9/4/12

S2 adalah sebuah pilihan


Suatu sore, alat komunikasi berbentuk kontak milikku berbunyi singkat. Dengan warna merah yang berkedip diujung kanan bagian atas, kuraih alat tersebut. Ternyata seorang teman lama meng-invite-ku. Entah darimana ia peroleh kontakku, invitation itu pun dilanjutkan dengan pertanyaan. Dia adalah kakak kelasku semasa SMU. Selain cerdas secara akademik, aku mengenalnya sebagai sosok yang bijak, dewasa dan pemikirannya yang sering membuatku tercekak. Dia kerap memiliki perspektif tersendiri menanggapi hal dalam hidup.


Seperti biasa, percakapan dimulai dengan hal yang standard (re: tanya kabar). Jawabannya pun tidak kalah standard “baik, lo apa kabar?”. Dari kabar, percakapan berlanjut ke hal-hal berbau kuliah. Ternyata dia sudah berhasil menamatkan kuliahnya di jurusan teknik elektro dengan nilai memuaskan. Hal itu terbukti dengan masa menganggur yang tidak pernah dia alami karena langsung dikontrak kerja selama lima tahun mendatang di salah satu perusahaan ternama.

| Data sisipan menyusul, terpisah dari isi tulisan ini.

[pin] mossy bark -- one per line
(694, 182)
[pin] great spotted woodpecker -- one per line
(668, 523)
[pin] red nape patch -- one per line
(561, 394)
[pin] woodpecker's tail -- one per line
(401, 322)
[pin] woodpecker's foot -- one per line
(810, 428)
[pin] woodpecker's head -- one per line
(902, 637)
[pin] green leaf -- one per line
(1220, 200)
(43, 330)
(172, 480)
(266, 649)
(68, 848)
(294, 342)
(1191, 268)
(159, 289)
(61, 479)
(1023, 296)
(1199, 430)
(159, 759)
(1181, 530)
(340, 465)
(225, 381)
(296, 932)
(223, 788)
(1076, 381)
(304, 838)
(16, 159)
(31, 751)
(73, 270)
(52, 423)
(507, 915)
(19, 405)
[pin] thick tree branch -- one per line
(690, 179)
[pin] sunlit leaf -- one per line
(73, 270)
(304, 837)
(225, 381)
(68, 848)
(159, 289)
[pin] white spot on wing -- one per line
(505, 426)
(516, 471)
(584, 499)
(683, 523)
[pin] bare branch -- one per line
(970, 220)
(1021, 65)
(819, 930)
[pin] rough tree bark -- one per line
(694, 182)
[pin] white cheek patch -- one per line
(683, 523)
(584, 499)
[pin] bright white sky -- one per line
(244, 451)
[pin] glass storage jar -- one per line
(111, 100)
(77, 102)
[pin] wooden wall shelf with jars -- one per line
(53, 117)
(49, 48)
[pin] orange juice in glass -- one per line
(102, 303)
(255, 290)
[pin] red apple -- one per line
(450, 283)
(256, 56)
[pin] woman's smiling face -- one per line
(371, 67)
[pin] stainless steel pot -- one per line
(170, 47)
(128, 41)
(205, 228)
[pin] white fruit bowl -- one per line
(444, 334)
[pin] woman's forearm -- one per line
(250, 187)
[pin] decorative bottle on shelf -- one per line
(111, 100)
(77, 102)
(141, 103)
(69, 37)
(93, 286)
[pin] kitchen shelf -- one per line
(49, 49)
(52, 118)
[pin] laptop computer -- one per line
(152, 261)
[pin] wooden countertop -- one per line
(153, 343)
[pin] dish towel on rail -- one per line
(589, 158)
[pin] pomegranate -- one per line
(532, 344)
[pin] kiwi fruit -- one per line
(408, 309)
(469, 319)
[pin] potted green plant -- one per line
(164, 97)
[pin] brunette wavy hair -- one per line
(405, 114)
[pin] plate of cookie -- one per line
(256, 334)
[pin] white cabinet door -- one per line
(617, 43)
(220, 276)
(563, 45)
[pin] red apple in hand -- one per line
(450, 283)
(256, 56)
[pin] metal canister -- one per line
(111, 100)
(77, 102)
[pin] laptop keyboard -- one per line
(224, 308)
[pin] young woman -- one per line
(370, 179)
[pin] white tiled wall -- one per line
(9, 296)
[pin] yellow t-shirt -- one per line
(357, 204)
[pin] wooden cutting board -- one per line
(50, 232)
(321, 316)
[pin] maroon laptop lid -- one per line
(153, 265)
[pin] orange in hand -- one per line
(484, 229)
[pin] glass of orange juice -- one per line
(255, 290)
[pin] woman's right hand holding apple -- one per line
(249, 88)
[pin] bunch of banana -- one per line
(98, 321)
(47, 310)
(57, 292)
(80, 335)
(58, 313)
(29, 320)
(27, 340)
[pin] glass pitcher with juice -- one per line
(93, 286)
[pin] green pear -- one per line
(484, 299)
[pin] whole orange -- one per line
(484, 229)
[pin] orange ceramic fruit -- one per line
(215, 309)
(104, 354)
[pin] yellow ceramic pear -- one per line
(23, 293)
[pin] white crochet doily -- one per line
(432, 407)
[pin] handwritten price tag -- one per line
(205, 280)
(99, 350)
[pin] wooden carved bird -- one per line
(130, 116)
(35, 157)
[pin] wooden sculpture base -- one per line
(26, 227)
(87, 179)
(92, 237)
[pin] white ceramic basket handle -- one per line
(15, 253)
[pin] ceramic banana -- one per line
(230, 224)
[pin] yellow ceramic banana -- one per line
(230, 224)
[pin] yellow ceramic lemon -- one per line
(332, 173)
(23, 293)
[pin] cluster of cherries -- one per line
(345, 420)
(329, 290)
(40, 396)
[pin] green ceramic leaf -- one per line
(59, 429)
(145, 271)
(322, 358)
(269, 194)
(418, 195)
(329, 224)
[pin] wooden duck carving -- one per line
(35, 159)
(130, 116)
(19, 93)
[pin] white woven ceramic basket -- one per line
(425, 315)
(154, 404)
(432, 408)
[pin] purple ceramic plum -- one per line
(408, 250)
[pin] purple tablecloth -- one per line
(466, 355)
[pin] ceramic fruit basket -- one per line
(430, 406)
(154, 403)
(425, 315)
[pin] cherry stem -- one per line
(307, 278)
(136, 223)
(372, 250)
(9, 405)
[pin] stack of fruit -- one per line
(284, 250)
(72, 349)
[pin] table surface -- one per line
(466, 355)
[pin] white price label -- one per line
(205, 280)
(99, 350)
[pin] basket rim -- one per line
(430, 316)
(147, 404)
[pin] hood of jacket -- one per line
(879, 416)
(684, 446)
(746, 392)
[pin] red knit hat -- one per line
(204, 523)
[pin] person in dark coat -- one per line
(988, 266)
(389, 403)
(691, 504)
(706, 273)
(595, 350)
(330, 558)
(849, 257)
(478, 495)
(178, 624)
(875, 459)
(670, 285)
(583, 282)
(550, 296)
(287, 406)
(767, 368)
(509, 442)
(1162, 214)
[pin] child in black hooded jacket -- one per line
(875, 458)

Iseng, aku pun menanyakan pengalamannya menjadi seorang asisten dosen dulu. Dia menjawab berikut pertanyaan balik apakah aku minat mengikuti jejaknya. Mulailah dia memberikan wejangan-wejangan berdasarkan pengalamannya dulu. Satu hal yang menarik, dia sempat menyatakan bahwa menjadi asisiten dosen memperlebar jalan memperoleh beasiswa S2 baik dalam maupun luar negeri. “Kalo kerja lo bagus, lo bakal dipromosiin untuk dapet beasiswa S2” jelasnya. Sontak aku antusias mendengarnya walau aku tahu itu semua tergantung dosen dan kampus. Prasangka buruk sempat menghantui pikiranku, tentang dia yang tidak melanjutkan S2. Apakah kerjanya tidak bagus sehingga tidak memperoleh promosi untuk beasiswa S2. Daripada terus berprasangka buruk, ku beranikan diri untuk bertanya. Dan jawabannya membuatku lebih antusias dari sebelumnya.


Ternyata dia mendapat tawaran untuk menlajutkan S2 ke prancis. Kalau saja iya mengiyakan, maka pihak kampus akan membantu mengurus segala sesuatunya untuk berangkat. Sontak aku terperangah mendengarnya. Itu mimpi banyak mahasiswa dan ia melepaskannya. Sayang beribu sayang, dia terlanjur menandatangani kontrak kerja selama lima tahun mendatang. Dengan melewati pertimbangan yang panjang ia memutuskan untuk tetap mendedikasikan diri seperti apa yang tercantum dalam kontrak yang telah dihiasi oleh tandatangannya itu. Entah alibi atau pembelaan diri atau bahkan usaha menghibur diri, atau memang murni passion dalam hati, dia berkata “S2 itu pilihan, antara melanjutkan belajar atau langsung terjun ke dunia kerja”. Menurutnya diantara kedua pilihan tersebut akhirnya akan sama, yaitu mengabdikan diri sebagai engineer di dunia kerja untuk kemajuan dan perubahan Indonesia.


Sejujurnya hati saya masih sedikit tidak terima. Menurut saya lanjut S2 adalah pilihan yang terbaik karena dengan begitu akan semakin banyak ilmu yang ia peroleh dan dapat diterapkan saat mengabdi untuk Indonesia sepulangnya nanti. Tapi apapun alasan dia mengatakan tersebut (alibi/pembelaan/menghibur diri/passion), saya sangat menghargai keputusannya. Cara pandangnya justru membuat saya kagum tentang bagaimana dia menanggapi kesempatan yang datang terlambat, menanggapi kesempatan yang tertunda. Tergambar keikhlasan dan rasa bersyukur atas kontrak yang terlanjur mengikatnya. Terbaca keteguhan hatinya atas ketidakmampuan menanggung konsekuensi ataupun denda apabilan membatalkan kontrak.


Semangat kawan. Mengabdilah sebaik-baiknya. Percaya bahwa apabila tuhan menghendaki kesempatan itu akan terbuka kembali entah bagaimana caranya, biarlah tangan tuhan yang mengatur. Pengalamanmu ini akan menjadi bekal bagiku apabila mimpi S2 ku pun tertunda. S2 adalah sebuah pilihan, saat kesempatan itu belum berada dalam genggaman ada banyak pilihan yang dapat kita pilih dan lakukan. Sejatinya semua akan berakhir satu, pengabdian untuk Indonesiaku.